P206 Artificial Intelligence reproduces central reading for automated scoring of colonoscopies from multiple clinical trials in Ulcerative Colitis.

Gutierrez Becker, B.(1)*;Arús-Pous, J.(1);Yao, H.(2);Luscher, J.(2);Richmond, D.(2);Fisher, E.(3);Bojic, D.(4);Bigorgne, A.(3);Prunotto, M.(3);

(1)Roche, Pharma Research & Early Development. Data and Analytics, Basel, Switzerland;(2)Genentech, AI/ML Research Biology, South San Francisco, United States;(3)Roche, Technology and Translational Research Product Development Immunology- Infectious Diseases and Ophthalmology, Basel, Switzerland;(4)Roche, Product Development Clinical I2O Gastroenterology, Basel, Switzerland;


Using Artificial Intelligence (AI) for the automated scoring of colonoscopy videos  with Mayo Clinic Endoscopic Subscore (MCES) has been successful in several models [1]. However, no study to date has evaluated the performance of such algorithms on a new cohort obtained from a separate clinical trial. In this study, we aimed to build an AI scoring algorithm able to reproduce central reading from three Phase III clinical trials in Ulcerative Colitis (UC).


As a training dataset, still frames were automatically extracted from sigmoidoscopy videos of two Etrolizumab clinical trials: Hickory NCT02100696 [2] and Laurel NCT02165215 [3]. A quality control AI algorithm [4] was applied and the resulting dataset (N=1897 videos) was paired with central reading MCES for each colon section. The training was achieved on a multiclass MCES scoring algorithm [4] with the challenging task of assigning a multiclass score (MCES between 0 - 3) instead of a binary score (MCES <=1 or not). The performance was assessed on 2,292 videos from independent cohorts (Hibiscus I NCT02163759, Hibiscus II NCT02171429 [5], Gardenia NCT02136069 [6]). Videos were pre-processed in an identical manner as those from the training dataset (N= 637, 636 and 1019 videos for Hibiscus I, Hibiscus II and Gardenia, respectively). This dataset constitutes the largest cohort to date for the evaluation of a MCES scoring algorithm.

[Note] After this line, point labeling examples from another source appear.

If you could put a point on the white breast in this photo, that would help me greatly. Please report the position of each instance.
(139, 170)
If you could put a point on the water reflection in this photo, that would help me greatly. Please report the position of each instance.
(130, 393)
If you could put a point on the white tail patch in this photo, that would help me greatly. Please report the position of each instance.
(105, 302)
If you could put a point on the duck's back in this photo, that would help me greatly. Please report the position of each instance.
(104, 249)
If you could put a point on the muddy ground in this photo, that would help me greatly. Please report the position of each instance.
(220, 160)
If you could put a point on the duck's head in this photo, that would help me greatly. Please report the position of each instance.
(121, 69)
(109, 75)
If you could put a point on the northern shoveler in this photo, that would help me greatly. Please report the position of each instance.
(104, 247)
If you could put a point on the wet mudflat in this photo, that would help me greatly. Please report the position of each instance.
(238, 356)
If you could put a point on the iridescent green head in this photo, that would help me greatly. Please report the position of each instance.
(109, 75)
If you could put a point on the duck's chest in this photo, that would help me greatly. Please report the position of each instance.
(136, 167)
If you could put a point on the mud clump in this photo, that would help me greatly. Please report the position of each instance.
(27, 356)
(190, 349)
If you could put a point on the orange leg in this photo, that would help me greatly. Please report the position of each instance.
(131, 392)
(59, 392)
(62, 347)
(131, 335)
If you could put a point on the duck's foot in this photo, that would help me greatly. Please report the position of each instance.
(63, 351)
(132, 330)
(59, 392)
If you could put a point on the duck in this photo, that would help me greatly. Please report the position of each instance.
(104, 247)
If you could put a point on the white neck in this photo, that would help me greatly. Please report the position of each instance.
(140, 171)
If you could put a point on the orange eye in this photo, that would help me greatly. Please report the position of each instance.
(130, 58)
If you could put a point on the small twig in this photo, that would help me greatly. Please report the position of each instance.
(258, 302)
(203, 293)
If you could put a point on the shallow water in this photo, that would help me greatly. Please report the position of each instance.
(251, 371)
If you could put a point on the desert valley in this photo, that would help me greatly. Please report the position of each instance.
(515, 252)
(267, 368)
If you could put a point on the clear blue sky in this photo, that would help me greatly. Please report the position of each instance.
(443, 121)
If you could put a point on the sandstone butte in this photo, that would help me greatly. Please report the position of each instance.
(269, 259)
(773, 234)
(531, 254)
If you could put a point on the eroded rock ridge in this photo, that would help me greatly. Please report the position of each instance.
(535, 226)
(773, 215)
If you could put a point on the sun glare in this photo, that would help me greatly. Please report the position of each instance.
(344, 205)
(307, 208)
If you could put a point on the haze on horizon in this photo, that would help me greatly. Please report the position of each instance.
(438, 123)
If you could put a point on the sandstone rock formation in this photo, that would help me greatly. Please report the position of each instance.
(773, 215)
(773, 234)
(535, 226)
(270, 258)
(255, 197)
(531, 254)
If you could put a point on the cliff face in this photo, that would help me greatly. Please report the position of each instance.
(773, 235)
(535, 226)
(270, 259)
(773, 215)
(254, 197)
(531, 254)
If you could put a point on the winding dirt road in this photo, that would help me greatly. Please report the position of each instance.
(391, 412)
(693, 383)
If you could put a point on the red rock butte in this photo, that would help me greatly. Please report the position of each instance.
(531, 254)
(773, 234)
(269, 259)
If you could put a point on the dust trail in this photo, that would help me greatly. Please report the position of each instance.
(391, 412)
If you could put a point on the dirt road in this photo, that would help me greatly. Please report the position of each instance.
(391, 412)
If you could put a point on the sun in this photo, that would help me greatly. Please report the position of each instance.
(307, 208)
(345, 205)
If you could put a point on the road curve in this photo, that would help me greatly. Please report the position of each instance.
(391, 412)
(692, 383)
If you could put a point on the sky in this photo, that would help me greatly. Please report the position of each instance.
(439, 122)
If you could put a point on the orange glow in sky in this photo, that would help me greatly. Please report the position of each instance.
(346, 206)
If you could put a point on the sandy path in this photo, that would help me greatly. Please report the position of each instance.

The Area Under the Receiver Operator Characteristic curve (AUROC) was evaluated independently for each trial. Table 1 summarizes AUROC values per MCES for each clinical trial. The resulting mean AUROC values were 0.79 for Hibiscus I and 0.77 for both Hibiscus II and Gardenia. The average Cohen’s kappa between the automatic measurements and the central readings is 0.40, in contrast to 0.41 between central and local readers.

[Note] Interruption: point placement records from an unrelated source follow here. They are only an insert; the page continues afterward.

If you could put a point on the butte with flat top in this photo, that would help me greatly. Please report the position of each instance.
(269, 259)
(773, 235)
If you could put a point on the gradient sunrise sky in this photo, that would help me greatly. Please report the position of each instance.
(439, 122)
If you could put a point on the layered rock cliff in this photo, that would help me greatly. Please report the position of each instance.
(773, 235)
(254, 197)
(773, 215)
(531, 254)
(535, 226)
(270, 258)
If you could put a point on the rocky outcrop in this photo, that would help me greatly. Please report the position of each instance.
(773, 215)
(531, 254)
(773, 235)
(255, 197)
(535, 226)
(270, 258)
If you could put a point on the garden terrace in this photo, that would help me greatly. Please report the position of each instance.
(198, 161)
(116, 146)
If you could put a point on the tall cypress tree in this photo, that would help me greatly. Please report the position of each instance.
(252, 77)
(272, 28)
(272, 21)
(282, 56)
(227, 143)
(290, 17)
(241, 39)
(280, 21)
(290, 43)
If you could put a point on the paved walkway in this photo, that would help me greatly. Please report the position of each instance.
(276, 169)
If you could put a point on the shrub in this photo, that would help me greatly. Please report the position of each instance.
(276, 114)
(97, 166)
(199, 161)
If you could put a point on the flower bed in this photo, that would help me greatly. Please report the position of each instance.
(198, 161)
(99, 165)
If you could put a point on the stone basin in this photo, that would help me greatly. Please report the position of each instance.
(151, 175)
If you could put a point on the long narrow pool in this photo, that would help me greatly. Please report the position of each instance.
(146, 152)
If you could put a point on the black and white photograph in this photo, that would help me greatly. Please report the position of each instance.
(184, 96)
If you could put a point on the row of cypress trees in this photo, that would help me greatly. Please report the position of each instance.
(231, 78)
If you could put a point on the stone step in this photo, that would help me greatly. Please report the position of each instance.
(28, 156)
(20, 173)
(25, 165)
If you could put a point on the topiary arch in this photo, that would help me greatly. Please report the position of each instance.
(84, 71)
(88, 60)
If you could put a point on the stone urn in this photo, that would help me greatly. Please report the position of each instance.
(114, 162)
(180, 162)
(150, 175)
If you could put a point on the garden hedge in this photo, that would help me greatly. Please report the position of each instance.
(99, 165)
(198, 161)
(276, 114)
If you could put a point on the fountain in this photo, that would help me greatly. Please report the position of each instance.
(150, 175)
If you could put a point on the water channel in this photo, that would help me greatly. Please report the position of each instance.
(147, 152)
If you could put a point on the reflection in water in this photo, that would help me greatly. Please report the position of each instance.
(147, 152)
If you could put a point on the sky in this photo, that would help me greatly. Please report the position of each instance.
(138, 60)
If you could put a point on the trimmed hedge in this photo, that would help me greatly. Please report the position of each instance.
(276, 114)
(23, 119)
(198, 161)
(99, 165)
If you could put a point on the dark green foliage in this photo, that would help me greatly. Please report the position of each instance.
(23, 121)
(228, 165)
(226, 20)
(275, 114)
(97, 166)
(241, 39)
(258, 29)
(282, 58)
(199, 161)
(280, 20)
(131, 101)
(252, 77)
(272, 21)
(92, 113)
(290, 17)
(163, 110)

Our automated MCES scoring algorithm efficiently reproduces central reading in three independent clinical trials cohorts. In addition, algorithm evaluation was performed on data from independent trials, different from the ones used for the development of the algorithm. This is the first study evaluating, on such an extended cohort, the use of AI based automated MCES scoring in UC.

1, Stafford,et al. Inflamm. Bowel Dis 28(10), 1573-1583.
2. Peyrin-Biroule et al. Lancet Gastroenterol. Hepatol. 7.2 (2022): 128-140.
3.  Vermeire et al. Lancet Gastroenterol. Hepatol. 7.1 (2022): 28-37.
4. Gutierrez et al. Ther Adv Gastro Endoscopy 14 (2021).
5. Rubin, et al. Lancet Gastroenterol. Hepatol. 7.1 (2022): 17-27.
6. Danese et al. Lancet Gastroenterol. Hepatol. 7.2 (2022): 118-127.